DINOSAURIOS
Como media vida lleva el trastero de mi casa inmaculado de oscuridad. Un milagro que aún luzca la polvorienta bombilla que limpio por deferencia a tanto despechado olvido. Ahora que a los hijos les han salido alas para volar de casa, toca remover el pasado, hacer sitio al nuevo, tirarlo todo por la borda de un contenedor. Y removiendo unas cajas (yo creía que nadie deja un beso en el desván), ahí estaba en una bolsa el osario de los terroríficos amigotes de mi hijo, los juguetes de sus primeros Reyes y cumpleaños: sus impávidos dinosaurios.
Y es que andaba el enano siempre por la casa con sus bichos. Entrabas en su habitación como a un parque de atracciones del jurásico. Una patrulla de reptiles velaba su primera peonza junto a su bólido de cuerda y sus canicas de colores que, pasadas ya de moda, las había reconvertido en fértiles huevos que incubaba una fiel maternal tiranosauria. ¡Hasta en una cubitera tenía a un triceratops haciéndole pasar la edad del hielo!
Y nada de saurios con un hoyuelo de Kirk Douglas en la barbilla, los quería bañados en azogue terrorífico con gordos golondrinos de acné cavernario, bien curtidos en zurrar la badana. Ah, y de tan sanguinarios como los que ves en las películas o en los escaparates, a punto de descuajeringarse las mandíbulas.
Era su otra familia, a la que llegaba en un pestañeo, pero llevándose también esa mueca de dolor que le venía a veces, y que por esos andurriales suyos, ninguna bata blanca mirando al trasluz su radiografía, le había encontrado aún esa esquiva rama de espino que, al viento de su sangre, le iba arañando la vida.

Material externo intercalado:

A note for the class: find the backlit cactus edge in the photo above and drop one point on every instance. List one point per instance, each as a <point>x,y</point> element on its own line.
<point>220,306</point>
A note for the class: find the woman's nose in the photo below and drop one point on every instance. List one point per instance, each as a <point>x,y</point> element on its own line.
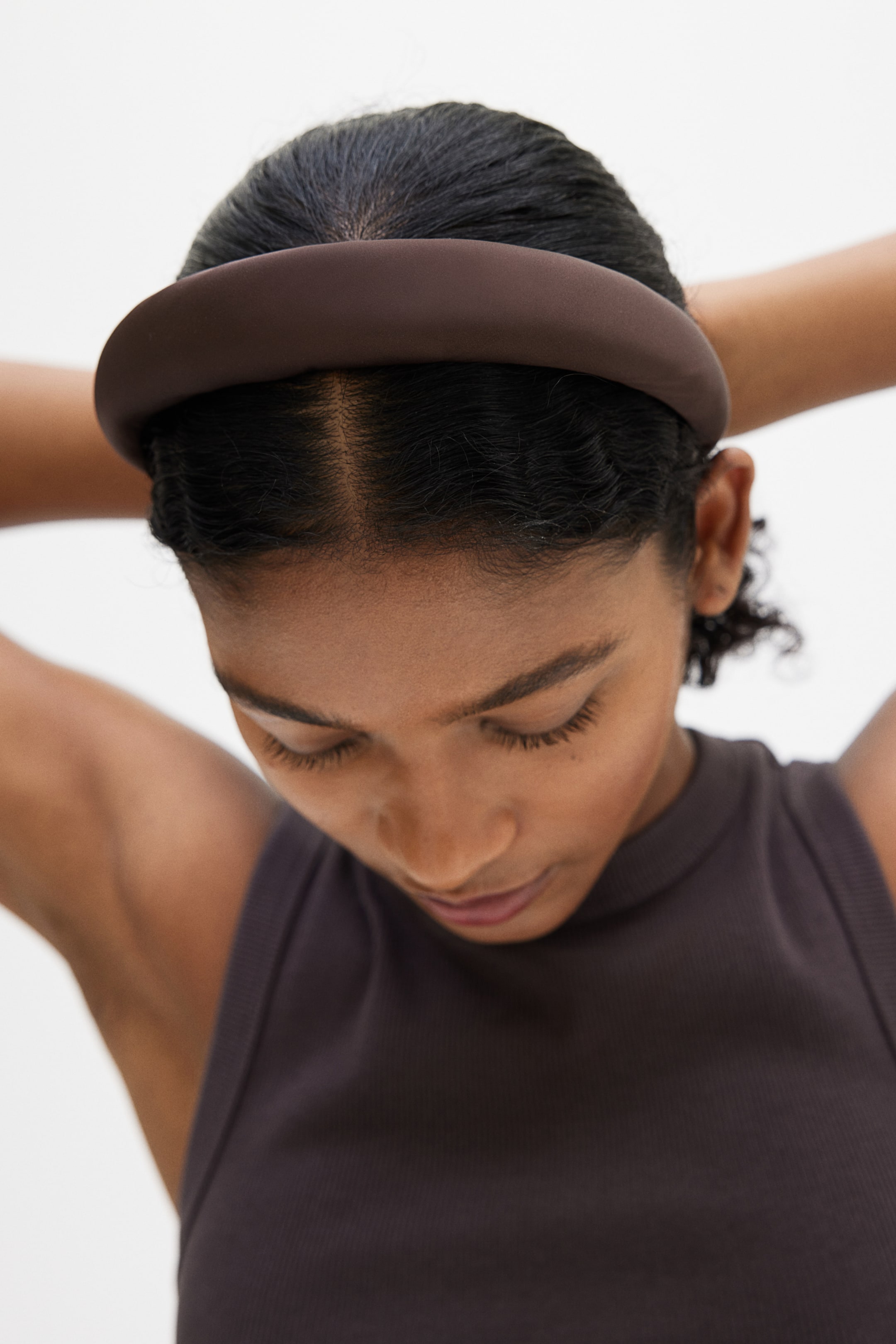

Y ahora que hago limpieza de media vida, que vuelan estos dinosaurios hacia el país de nunca jamás, parecería que tanto bicharraco fueran sólo gramos de escamas de goma, cadena de una manufactura. Pero, tendido sobre una sonora camilla, cruzando aquella batiente puerta de hospital, al asomarme a su ojo de buey, le vi cómo se apretaba a uno de estos dinosaurios, el único que le llevé a su cama, enarbolándolo luego como una espada de madera, hasta que dobló la última esquina blanca del largo pasillo, camino del pavor.
Ese leal muñeco con el que sellamos en la convalecencia una alianza de sangre, llevándole en mi mano y en su manecita libre de sonda en sonda, por aquel pabellón de La Paz de niños malheridos, donde entre palanganas de orina enferma de niño y tibias esponjas teñidas, te cruzabas con alguna mujer de mirada de loba herida, por ese infinito dolor de ver cómo caía lentamente su soldadito, que era igual al mío.
Ahora sé, que al principio de la vida, hay hilos de memoria rota, como ese momento mío de belleza temblorosa, viendo a mi hijo (que no lo recuerda) enarbolando a uno de estos desahuciados dinosaurios, pero que yo ahí estaba para atraparla, y rescatarla hoy que viene en un viaje relámpago a su nidal riojano, ya vagabundo de su porvenir, poder verle, afortunado que soy, también, también desde su olvido…
Adiós, bicharracos, adiós, y gracias.